Samsung, not surprisingly, is appealing the court's decision but should this be dismissed, these basic gestures--which have become almost a reflex for many of us--may no longer be available on non-Apple devices.

Reactions from the general public and industry analysts have been mixed. Some believe the South Korean electronics giant will be able to move on without much impact and modify its software  to work around the patented features.

Consumers in Asia expressed concerns it could stifle Samsung's ability to innovate and pave the way for Apple to emerge a monopoly in the market.

More importantly, I think the lawsuit highlights yet again a pressing need for changes to be made to the tech patent system.

Patents were designed to protect intellectual property and encourage innovation. But when there are U.S. patents even for how peanut butter and jelly sandwiches are constructed, questions need to be raised over whether common things and methods should be patentable.
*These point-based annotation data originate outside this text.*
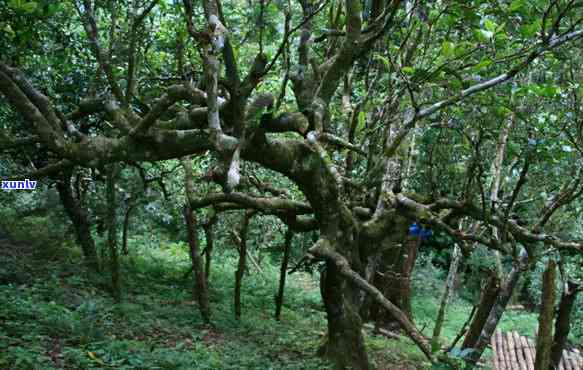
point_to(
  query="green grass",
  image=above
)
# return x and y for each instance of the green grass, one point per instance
(62, 317)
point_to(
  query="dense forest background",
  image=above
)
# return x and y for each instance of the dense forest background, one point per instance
(289, 184)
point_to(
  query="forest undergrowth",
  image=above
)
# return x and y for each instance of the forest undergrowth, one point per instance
(56, 315)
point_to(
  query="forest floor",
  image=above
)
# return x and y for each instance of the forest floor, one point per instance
(56, 315)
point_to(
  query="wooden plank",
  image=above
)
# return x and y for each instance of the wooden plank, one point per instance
(512, 351)
(576, 361)
(565, 361)
(499, 349)
(528, 354)
(562, 364)
(519, 351)
(507, 364)
(495, 357)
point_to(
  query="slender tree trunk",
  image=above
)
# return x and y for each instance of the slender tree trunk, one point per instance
(544, 339)
(112, 233)
(563, 322)
(242, 241)
(79, 217)
(200, 292)
(126, 226)
(498, 309)
(345, 344)
(208, 251)
(284, 263)
(409, 264)
(199, 289)
(487, 301)
(453, 267)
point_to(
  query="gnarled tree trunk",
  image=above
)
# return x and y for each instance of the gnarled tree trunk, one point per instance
(284, 263)
(544, 338)
(112, 173)
(80, 219)
(242, 247)
(487, 301)
(563, 321)
(200, 291)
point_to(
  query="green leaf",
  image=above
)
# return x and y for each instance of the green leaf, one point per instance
(484, 63)
(483, 35)
(408, 70)
(361, 120)
(516, 5)
(529, 30)
(448, 49)
(29, 7)
(385, 61)
(490, 26)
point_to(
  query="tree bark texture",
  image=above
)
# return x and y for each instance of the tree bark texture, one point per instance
(283, 273)
(544, 338)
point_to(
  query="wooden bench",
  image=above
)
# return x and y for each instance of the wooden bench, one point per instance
(515, 352)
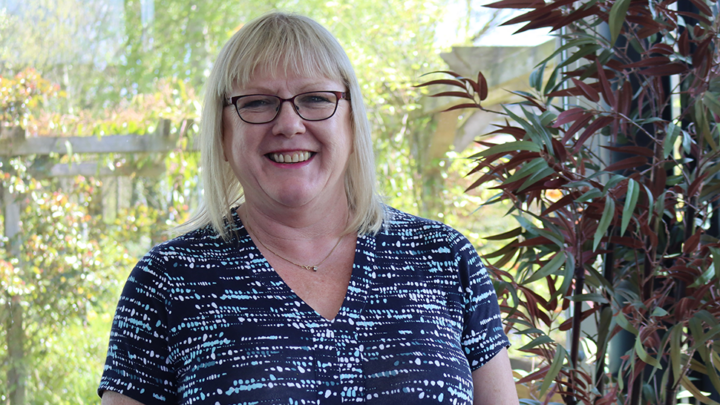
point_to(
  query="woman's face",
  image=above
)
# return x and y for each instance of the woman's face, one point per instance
(322, 147)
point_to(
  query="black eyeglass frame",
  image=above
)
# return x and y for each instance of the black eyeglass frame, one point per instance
(340, 95)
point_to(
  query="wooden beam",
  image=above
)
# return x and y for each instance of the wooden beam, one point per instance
(88, 144)
(93, 169)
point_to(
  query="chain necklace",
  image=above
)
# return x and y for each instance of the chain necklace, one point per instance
(304, 266)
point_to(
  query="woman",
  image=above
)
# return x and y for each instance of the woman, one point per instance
(294, 283)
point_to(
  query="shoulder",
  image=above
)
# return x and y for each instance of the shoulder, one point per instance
(403, 226)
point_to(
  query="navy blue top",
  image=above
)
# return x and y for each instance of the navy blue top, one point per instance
(204, 321)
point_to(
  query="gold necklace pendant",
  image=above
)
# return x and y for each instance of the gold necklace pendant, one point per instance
(304, 266)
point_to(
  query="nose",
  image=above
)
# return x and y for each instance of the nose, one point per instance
(288, 122)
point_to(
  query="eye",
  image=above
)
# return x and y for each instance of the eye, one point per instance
(317, 98)
(256, 102)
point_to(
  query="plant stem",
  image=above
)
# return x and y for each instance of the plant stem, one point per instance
(577, 322)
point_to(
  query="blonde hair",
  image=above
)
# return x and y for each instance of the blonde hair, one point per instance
(284, 43)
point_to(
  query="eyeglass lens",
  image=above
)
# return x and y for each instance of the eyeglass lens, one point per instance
(261, 108)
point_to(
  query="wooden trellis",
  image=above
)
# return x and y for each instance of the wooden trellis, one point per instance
(14, 143)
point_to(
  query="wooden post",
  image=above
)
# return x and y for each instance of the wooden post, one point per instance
(15, 336)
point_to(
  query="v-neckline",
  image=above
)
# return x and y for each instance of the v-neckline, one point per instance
(355, 293)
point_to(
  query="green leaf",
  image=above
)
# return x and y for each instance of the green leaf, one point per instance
(614, 180)
(540, 340)
(605, 221)
(536, 77)
(591, 194)
(625, 324)
(644, 356)
(529, 168)
(589, 297)
(537, 177)
(696, 330)
(672, 133)
(555, 367)
(508, 147)
(630, 202)
(548, 269)
(711, 101)
(530, 330)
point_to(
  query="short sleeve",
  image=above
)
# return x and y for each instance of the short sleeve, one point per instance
(483, 336)
(138, 364)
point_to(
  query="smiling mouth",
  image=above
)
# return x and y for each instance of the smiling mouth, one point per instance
(295, 157)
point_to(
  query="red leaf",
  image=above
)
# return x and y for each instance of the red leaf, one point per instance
(634, 161)
(568, 199)
(576, 127)
(461, 106)
(536, 241)
(607, 92)
(599, 123)
(627, 241)
(684, 43)
(702, 7)
(568, 323)
(695, 185)
(569, 116)
(588, 91)
(654, 61)
(701, 53)
(664, 49)
(634, 150)
(658, 187)
(536, 376)
(670, 69)
(695, 16)
(482, 86)
(448, 82)
(692, 243)
(559, 149)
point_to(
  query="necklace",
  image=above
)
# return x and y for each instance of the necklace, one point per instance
(304, 266)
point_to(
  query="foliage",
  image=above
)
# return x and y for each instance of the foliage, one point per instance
(22, 94)
(629, 240)
(124, 66)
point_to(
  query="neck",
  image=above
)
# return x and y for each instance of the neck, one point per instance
(275, 225)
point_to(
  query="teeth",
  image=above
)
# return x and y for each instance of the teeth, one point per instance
(290, 157)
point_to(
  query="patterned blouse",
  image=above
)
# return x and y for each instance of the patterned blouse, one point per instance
(204, 321)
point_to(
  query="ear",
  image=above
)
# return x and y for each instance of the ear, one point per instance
(225, 131)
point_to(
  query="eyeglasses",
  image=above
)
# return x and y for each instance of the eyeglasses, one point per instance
(263, 108)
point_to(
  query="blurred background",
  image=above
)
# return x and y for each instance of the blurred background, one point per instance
(99, 107)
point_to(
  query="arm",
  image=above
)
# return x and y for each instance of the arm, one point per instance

U.S. Patent No. 6,004,596, for instance, was awarded to U.S.-based The J.M. Smucker Company under its product brand "Uncrustables", and outlined how sealed, crustless peanut butter and jelly sandwiches were made. It triggered a public outcry because it appeared that an obvious and common invention had been patented. A reexamination was called and a U.S. court eventually rejected the patent in 2005.

I'm not calling for patents to be abolished. On the contrary, I agree they are necessary to ensure the IT industry continues to innovate and those that do so well should be rewarded accordingly. But patents should protect inventions that are truly novel, unique and intricate, and not serve to restrict varying applications of basic, fundamental features.

As ZDNet US blogger James Kendrick said: "The patent situation has sunk to such a low point because it is no longer serving the function it needs to serve. It has changed over time to allow minor changes and improvements in existing technology to become protected by patents... It's now largely serving to recognize minor improvements in existing technology. What is the natural evolution of technology, and what everyone should want to occur, is now being patented.

"This business of granting patents for things like how the user touches a screen, or slightly different ways of interacting with existing technology is just insane."

One of our readers highlighted a good point. In a post on the ZDNet Facebook page, "Royford Robinson" noted the need for a level of familiarity between products. "Just as if you buy a car, you don't want to relearn how to drive again if you're in a different brand of car," he said, describing the Samsung-Apple lawsuit as a "stupid court battle".

Imagine the mayhem if the steering wheel in a Honda makes the car turn left when the driver steers left, but does the exact opposite in a Ford.

Patents should be applied to protect true innovation and intellectual property, instead of some company's maneuver to shackle the competition .

Until then, Samsung can find some comfort today after a  Tokyo district judge ruled its Galaxy smartphones and the Galaxy Tab did not violate Apple's patent on media transfer.